GMB Scotland senior organiser Keir Greenaway urged Holyrood and the Convention of Scottish Local Authorities (Cosla) to “step up” and resolve the dispute.
Council staff represented by GMB, Unison and Unite have already backed walkouts after rejecting a 2 per cent pay offer, noting that it is well below soaring inflation.
Industrial action by school staff, early years workers and employees in council cleasing departments can only be avoided now if SNP ministers “find more money” for local authorities, Mr Greenaway stressed.
Speaking to BBC Radio Scotland ahead of more talks scheduled for this afternoon, he said: “The Scottish government has got the ability to raise income for itself to be able to give to public services and it is not taking those options.
“It is up to the Scottish government to think of some of those solutions. Our members need a significantly improved pay offer.”
Half of all council workers in Scotland earn £25,000 a year or less, said Mr Greenaway, adding that the latest wage proposal was worth “less than a tenner a week for most of them, so it just didn’t go far enough.
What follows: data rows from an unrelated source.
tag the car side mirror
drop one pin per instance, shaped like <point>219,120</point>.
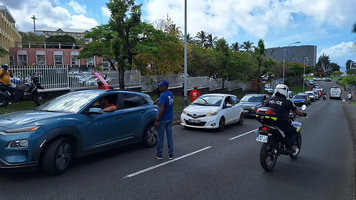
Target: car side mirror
<point>304,107</point>
<point>94,111</point>
<point>228,105</point>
“The 2 per cent offer is the lowest that is on the table across the UK public sector and it is obviously a very woeful offer when we are looking at double-digit inflation.”
He accused both ministers and Cosla of “lacking the political will” to settle the matter.
The local government body said it had asked Holyrood for more money, while the SNP administration reiterated its call for all parties to find a resolution before strikes begin.